Yes, it is impossible to tell, for reasons my learnèd colleagues have touched on. Allow me to expand one angle.

As I was saying to Martin Silvertant just before (wat de neuk?), I predicted the death of Dutch in 200 years as a postgrad, when I found out that university courses were being lectured in English in the Netherlands. That’s how it begins: replacing a language with a more prestigious language in some domain of public discourse. Then more and more domains. Then the home.

I was challenged at the time by another student. “When you say that,” he pointed out, “you really just mean some time you can’t immediately predict, don’t you.”

Well, yeah. And screw you for being right.

Is there anything on the visible horizon that would displace English like that? The British Empire has set, and the Pax Americana may be starting to; but English has a comfortable niche for a while yet as a lingua franca, even without them. Could Mandarin displace it yet? Not impossible (and something can be worked out with the characters vs Pinyin); but then again, as Mao put it in Nixon in China,

Our armies do not go abroad. Why should we? We have all we need.

The next hegemon, if China proves to be that, might be just fine with English sticking around as a lingua franca.

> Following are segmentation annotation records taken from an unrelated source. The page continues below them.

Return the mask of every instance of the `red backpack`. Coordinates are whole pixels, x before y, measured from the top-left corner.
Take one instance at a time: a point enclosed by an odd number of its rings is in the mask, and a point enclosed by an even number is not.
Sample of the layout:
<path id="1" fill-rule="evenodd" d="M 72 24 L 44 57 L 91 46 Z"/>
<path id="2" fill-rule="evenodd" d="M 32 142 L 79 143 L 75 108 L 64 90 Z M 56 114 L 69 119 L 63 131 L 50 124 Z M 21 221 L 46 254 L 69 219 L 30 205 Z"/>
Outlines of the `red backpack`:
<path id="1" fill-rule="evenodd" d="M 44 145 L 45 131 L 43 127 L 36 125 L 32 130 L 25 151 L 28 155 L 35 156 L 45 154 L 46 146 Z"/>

In that case, the race to expire English will be between the Technological singularity, Environmental Catastrophe, and the natural death of languages. With mass literacy and the nation state, language change has been slowed down; I’d normally give it 500 years, but it’ll be likely longer. Which means it’s a race between the robot overlords and New York being under water.

… Sorry about that last bit. It’s Electoralgeddon, we’re all going a little crazy.